Emily Amic - Student Ambassador
“I first remember experiencing symptoms of my Hidradenitis Suppurativa when I was 12 years old. I lived with shame, silence, and pain. The few times I did go to walk-in clinics with my HS symptoms, my pain was brushed off as being ingrown hair. In 2021, I began to attend university as a low-income first-generation student. This culture shock and mass amounts of stress impacted my body more than before. After my first semester at university, I visited home, where I confided with my mom about my pain, and she urged me to go to a walk-in clinic. However, at this appointment, I was diagnosed with HS at 18 years old. When the doctor left the patient's room to write my referral to a dermatologist, I was left to Google everything about HS. In these two minutes that seemed longer than hours, I read about stage three, uncurable pain, fertility issues, depression, and more. I felt my life was forever changed, that my dreams, aspirations, and goals were ultimately permanently controlled by HS, and foreseeably, this quickly began to impact my mental health. Knowing no one with HS and with limited information about HS within my reach, I felt very isolated. Every time I saw a red bump on or under my skin, whether it was in my HS-affected areas or not, I would blame myself, this disease, and the world. I was truly angry.

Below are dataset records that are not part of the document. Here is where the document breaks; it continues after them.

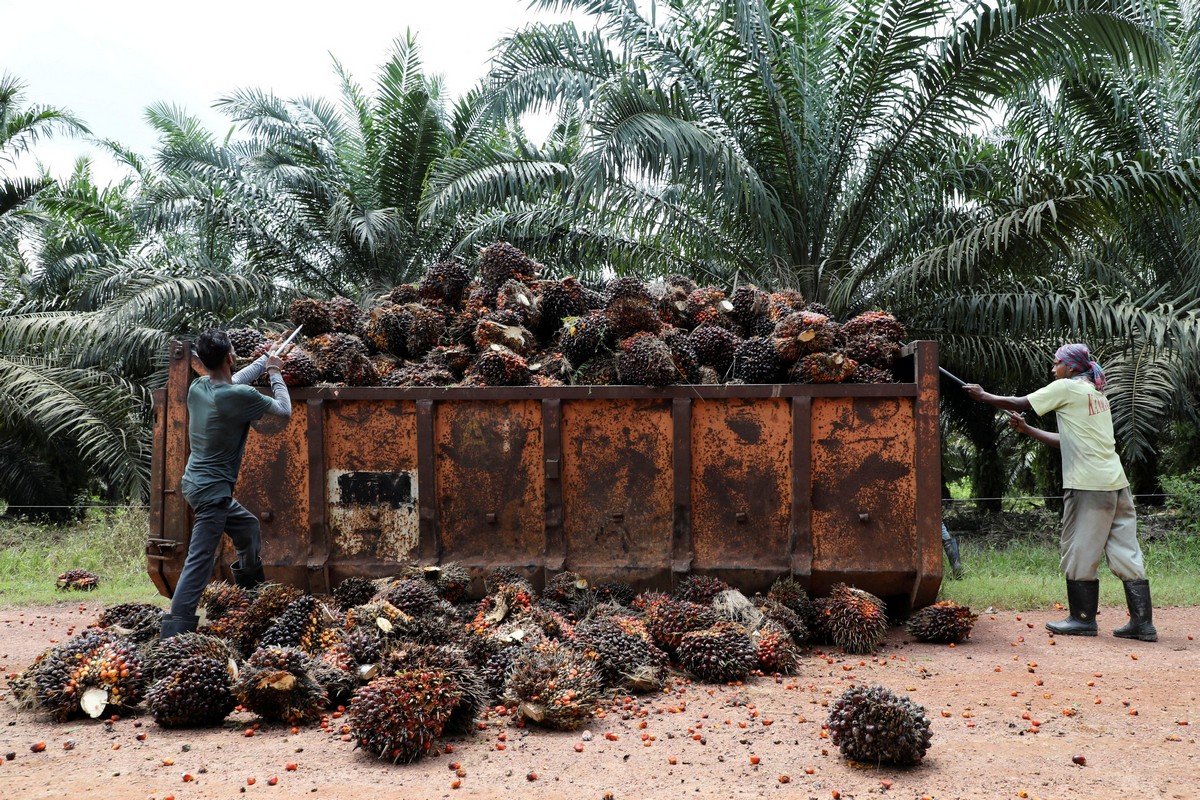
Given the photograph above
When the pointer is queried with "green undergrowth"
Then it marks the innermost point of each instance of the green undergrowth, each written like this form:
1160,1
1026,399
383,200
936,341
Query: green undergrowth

Coming to accept my diagnosis has been one of my most significant challenges. Through a long, continuous journey of self-acceptance, therapy, time, and learning about myself, I truly realized how strong I was and how everyone with HS are warriors. My HS journey confirmed that I wanted to help others, and because of this, I am currently I’m studying to become a therapist. The impact of this disease, while undeniably physical, is also mental. People suffering from HS are far more likely to suffer from depression, anxiety, and attempt suicide. Ongoing discussions in the HS community about all aspects of HS are important. I specifically hope to normalize the mental struggles people with HS face. Today, I still struggle with HS, but being more comfortable in my skin and learning to accept myself, my scars, and this disease has shown me strength and resilience are what make people with HS true warriors.”